Fortuna Francesco è imputato, insieme a Tavella Rosario Pompeo, per i reati di tentata estorsione e lesioni personali commessi in danno di alcuni pescatori di Vibo Marina. Reati aggravati perché commessi avvalendosi del c.d. “metodo mafioso”.
Secondo le indagini della Squadra Mobile di Vibo Valentia, il 13 giugno 2015 gli imputati avrebbero partecipato – armate di bastoni – all’aggressione nei confronti di due pescatori. Tali condotte si sarebbero verificate all’interno del porto di Vibo Marina al fine di costringere le vittime a consegnare loro una quantità del loro pescato.

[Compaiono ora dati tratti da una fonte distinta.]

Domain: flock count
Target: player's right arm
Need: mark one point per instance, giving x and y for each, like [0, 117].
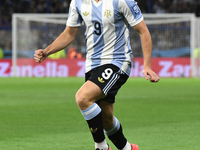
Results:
[63, 40]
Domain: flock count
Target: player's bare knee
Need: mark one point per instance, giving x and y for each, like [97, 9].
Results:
[107, 122]
[81, 100]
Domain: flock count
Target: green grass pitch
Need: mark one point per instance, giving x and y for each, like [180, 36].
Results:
[41, 114]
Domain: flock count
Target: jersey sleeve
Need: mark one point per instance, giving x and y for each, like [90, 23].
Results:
[130, 11]
[74, 18]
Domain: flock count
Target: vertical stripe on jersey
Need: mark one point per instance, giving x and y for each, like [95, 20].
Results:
[119, 48]
[85, 8]
[97, 33]
[109, 31]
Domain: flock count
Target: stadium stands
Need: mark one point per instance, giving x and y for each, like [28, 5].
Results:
[8, 7]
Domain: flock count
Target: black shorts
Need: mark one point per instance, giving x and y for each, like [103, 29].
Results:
[109, 78]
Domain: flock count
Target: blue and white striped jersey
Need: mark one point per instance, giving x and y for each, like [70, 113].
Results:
[107, 34]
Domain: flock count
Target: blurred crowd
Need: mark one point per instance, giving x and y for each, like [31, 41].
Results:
[7, 7]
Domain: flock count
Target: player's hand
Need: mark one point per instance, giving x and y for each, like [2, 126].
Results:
[150, 75]
[40, 55]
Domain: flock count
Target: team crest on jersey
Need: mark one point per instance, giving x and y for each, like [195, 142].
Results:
[85, 13]
[107, 13]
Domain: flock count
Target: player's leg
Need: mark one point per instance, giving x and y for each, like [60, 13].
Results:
[113, 128]
[86, 97]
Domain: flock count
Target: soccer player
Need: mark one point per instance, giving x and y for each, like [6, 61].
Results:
[108, 61]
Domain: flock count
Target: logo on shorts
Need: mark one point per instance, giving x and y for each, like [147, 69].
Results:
[107, 13]
[93, 130]
[85, 13]
[101, 80]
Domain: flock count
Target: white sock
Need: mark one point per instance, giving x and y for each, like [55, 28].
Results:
[127, 146]
[102, 145]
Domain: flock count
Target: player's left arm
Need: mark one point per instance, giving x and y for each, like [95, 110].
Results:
[146, 43]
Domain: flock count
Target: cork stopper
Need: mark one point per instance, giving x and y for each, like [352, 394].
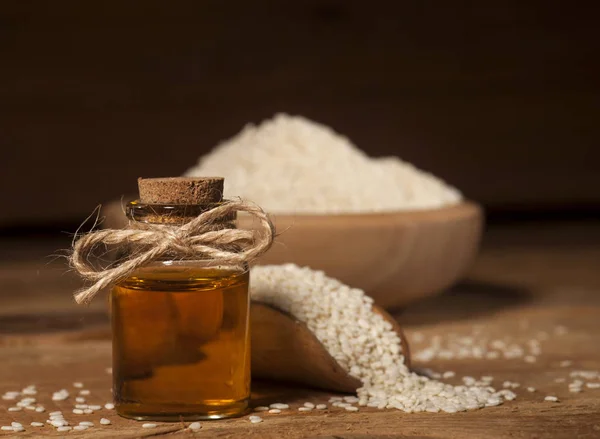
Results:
[181, 190]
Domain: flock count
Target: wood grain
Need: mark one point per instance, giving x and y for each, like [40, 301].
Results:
[497, 97]
[525, 280]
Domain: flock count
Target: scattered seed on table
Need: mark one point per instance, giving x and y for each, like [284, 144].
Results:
[195, 426]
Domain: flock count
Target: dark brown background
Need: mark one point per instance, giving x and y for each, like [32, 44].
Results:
[499, 98]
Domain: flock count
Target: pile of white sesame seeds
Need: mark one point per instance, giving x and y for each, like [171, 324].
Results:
[317, 171]
[363, 343]
[27, 401]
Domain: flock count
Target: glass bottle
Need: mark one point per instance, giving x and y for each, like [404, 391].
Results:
[181, 339]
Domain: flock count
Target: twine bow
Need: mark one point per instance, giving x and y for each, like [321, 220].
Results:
[201, 237]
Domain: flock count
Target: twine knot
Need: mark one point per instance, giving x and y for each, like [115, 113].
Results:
[205, 236]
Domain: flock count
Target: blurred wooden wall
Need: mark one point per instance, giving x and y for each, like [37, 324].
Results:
[498, 97]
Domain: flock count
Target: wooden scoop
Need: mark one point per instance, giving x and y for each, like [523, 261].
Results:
[284, 349]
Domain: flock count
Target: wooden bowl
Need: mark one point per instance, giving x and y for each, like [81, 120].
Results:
[395, 257]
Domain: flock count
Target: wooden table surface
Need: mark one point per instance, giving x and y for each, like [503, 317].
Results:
[529, 280]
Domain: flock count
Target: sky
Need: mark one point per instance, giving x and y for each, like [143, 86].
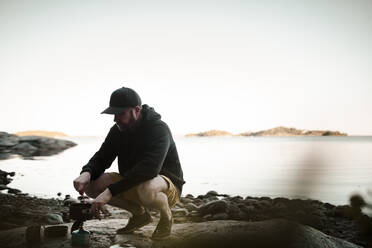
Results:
[229, 65]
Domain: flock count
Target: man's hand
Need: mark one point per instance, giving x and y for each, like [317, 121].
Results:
[99, 202]
[81, 182]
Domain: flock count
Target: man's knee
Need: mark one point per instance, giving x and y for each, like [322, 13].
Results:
[148, 191]
[96, 187]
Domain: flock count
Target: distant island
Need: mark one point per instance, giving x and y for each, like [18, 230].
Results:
[277, 131]
[210, 133]
[50, 134]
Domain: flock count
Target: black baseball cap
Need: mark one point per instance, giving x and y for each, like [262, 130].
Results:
[122, 99]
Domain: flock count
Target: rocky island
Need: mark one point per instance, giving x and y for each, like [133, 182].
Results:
[30, 146]
[277, 131]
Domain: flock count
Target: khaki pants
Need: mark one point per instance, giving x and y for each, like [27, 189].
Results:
[131, 194]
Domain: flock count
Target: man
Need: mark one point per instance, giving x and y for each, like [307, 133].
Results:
[150, 171]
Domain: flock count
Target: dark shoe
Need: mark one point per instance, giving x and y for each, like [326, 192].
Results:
[163, 229]
[136, 222]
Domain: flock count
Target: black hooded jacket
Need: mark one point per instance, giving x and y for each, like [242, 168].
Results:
[142, 154]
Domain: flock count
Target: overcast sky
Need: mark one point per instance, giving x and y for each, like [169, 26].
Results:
[230, 65]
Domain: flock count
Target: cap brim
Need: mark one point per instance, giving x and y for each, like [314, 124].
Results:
[114, 110]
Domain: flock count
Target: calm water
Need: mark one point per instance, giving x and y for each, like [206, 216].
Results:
[324, 168]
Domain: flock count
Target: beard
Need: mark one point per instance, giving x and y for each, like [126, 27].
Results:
[128, 127]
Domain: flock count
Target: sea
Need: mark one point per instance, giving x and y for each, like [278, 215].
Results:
[329, 169]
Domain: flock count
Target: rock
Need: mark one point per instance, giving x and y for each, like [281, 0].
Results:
[69, 201]
[53, 219]
[33, 235]
[13, 191]
[276, 233]
[185, 200]
[28, 146]
[213, 207]
[179, 212]
[25, 149]
[191, 206]
[220, 216]
[2, 187]
[8, 140]
[6, 210]
[189, 196]
[55, 231]
[212, 193]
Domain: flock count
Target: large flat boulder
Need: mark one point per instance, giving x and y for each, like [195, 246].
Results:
[30, 146]
[229, 233]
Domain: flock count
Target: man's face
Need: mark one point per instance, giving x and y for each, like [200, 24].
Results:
[126, 120]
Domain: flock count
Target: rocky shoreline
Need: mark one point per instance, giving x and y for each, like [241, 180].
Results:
[30, 146]
[18, 210]
[277, 131]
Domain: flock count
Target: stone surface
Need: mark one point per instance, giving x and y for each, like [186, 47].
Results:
[29, 146]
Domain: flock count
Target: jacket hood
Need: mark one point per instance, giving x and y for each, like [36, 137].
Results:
[149, 114]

Nel processo di primo grado, celebrato nelle forme del rito abbreviato, a Fortuna Francesco erano stati inflitti 4 anni e due mesi di carcere. Pena rideterminata, in secondo grado, dalla Corte d’appello di Catanzaro in 3 anni e 5 mesi.
Fortuna Francesco lascia, dunque, il carcere dove era detenuto dal gennaio 2017 e passa ai domiciliari.
Lo stesso Fortuna, peraltro, era stato raggiunto da un’ordinanza cautelare in carcere anche nell’operazione c.d. “Rimpiazzo” contro il clan dei Piscopisani, ma il Tribunale del Riesame di Catanzaro, sempre in accoglimento di un ricorso proposto dall’avvocato Vecchio, ha annullato il provvedimento custodiale.
OPERAZIONE “RIMPIAZZO”: ALTRE DUE SCARCERAZIONI DAL TRIBUNALE DEL RIESAME
Il Tribunale del Riesame di Catanzaro, in accoglimento dell’istanza di riesame proposto dall’avvocato Giovanni Vecchio, ha disposto l’annullamento dell’ordinanza di custodia cautelare in carcere disposta dal G.I.P. di Catanzaro a carico di Fortuna Ippolito e Fortuna Francesco ordinandone la loro scarcerazione.
I due Fortuna erano stati tratti in arresto, nell’ambito dell’operazione c.d. “Rimpiazzo” diretta contro il clan dei “piscopisani”, perché ritenuti gravemente indiziati della commissione di un’estorsione pluriaggravata in danno di un ristoratore di Vibo Marina. In particolare, le condotte delittuose sarebbero state commesse dagli indagati in quando non avrebbero pagato il corrispettivo dovuto per le loro consumazioni. Fatti che risulterebbero aggravati sotto il profilo della c.d. “metodologia mafiosa” poiché commessi avvalendosi delle condizioni previste dall’art. 416 bis c.p.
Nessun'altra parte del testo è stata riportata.